A settembre vedremo cosa sarete riusciti a realizzare, e soprattutto come. Perché le questioni non si risolvono con ipotesi e dichiarazioni generiche: bisogna presentare soluzioni praticabili. Dove mangeranno i bambini della primaria? Se non mangeranno in classe, dovranno farlo in un Refettorio conforme alla normativa, con regolare autorizzazione dell’Asl e dei vigili del fuoco, dotato di uscite d’emergenza e ACCESSO per DISABILI. Quali saranno i reali costi della mensa e dello scuolabus?
Chiederemo all’Ente di avere copia di tutte i pareri acquisiti previsti per legge.
Sulla questione caditoie, il problema è ancora più serio. Continuate a dimostrare una preoccupante incomprensione delle irregolarità commesse.
Basta con il tentativo di ribaltare la realtà accusando gli altri del vostro non saper amministrare. I rifiuti provenienti dalla pulizia interna delle caditoie sono RIFIUTI SPECIALI e, come tali, devono essere gestiti e smaltiti secondo legge. Il materiale derivante dallo spurgo è composto da liquidi, fanghi, sabbia e sostanze sedimentate (anche idrocarburi). Essi sono inquadrati come “rifiuti della pulizia delle fognature” con codice EER/CER 20 03 06, con stato fisico liquido/fangoso, e richiedono una preventiva caratterizzazione analitica per escludere la presenza di contaminanti oltre i limiti.
Due anni fa, la pulizia delle caditoie fu pianificata e affidata a una ditta specializzata di espurgo.
Oggi, vi siete avvalsi del padre del vicesindaco, il quale ha anche confermato con un proprio articolo l’intervento. Contestualmente, il sindaco, rispondendo alla nostra interrogazione, ha dichiarato che il soggetto era presente solo per scattare foto, ribadendo più volte che non aveva altri incarichi, omettendo addirittura l’intervento nel campo sportivo con i suoi mezzi e il suo escavatore. Queste due versioni si contraddicono, indicando chiaramente che qualcuno non sta dicendo la verità e sta compiendo un atto illecito. Ciò evidenzia una gestione amministrativa disorganizzata, in cui le affermazioni si smentiscono a vicenda.
Sulla questione del campo sportivo, ribadiamo che ogni informazione tecnica e procedurale può essere richiesta e approfondita presso l’Ufficio Tecnico, che è in grado di fornirvi chiarimenti puntuali e documentati “in tutto e per tutto”. È la sede naturale per risposte complete su stato delle pratiche, interventi e atti correlati.
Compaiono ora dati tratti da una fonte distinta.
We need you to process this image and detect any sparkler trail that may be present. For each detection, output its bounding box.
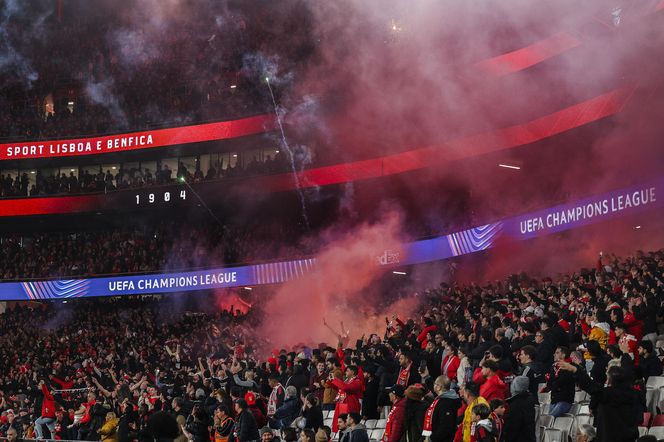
[265,76,309,230]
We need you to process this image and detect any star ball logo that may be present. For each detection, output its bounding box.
[376,250,401,266]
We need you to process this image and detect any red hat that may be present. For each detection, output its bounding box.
[244,391,256,405]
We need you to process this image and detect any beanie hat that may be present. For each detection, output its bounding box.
[315,428,328,442]
[510,376,530,396]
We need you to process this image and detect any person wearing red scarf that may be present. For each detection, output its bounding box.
[473,359,507,402]
[397,352,422,388]
[35,381,55,439]
[330,365,364,432]
[440,344,461,382]
[382,385,406,442]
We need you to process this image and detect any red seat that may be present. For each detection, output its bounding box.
[644,413,664,427]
A differenza di quanto viene insinuato, non abbiamo mai agito per iniziative isolate o non condivise.
Ci siamo sempre confrontati con i responsabili competenti e con la Segretaria comunale, seguendo un percorso coerente con le procedure amministrative. Per questo siamo sereni e sicuri del nostro operato.
La realizzazione del parcheggio in Via Aldo Moro rientra nelle scelte fatte dalla passata amministrative. Del tutto leggittima. Ad oggi, tale scelta si sta dimostrando particolarmente appropriata.
In merito alla TARI, è stato proposto un articolo esplicativo: leggetelo, sperando che ne capiate il senso.
Infine, prendiamo atto con soddisfazione dell’approvazione del regolamento per le riprese dei consigli comunali.
Siamo convinti che, già nei prossimi consigli, vedremo gli effetti concreti di questa novità.
Rimaniamo disponibili al confronto sui contenuti, ma riteniamo indispensabile che ogni valutazione si fondi su dati, atti e competenze, evitando semplificazioni e ricostruzioni non aderenti ai fatti.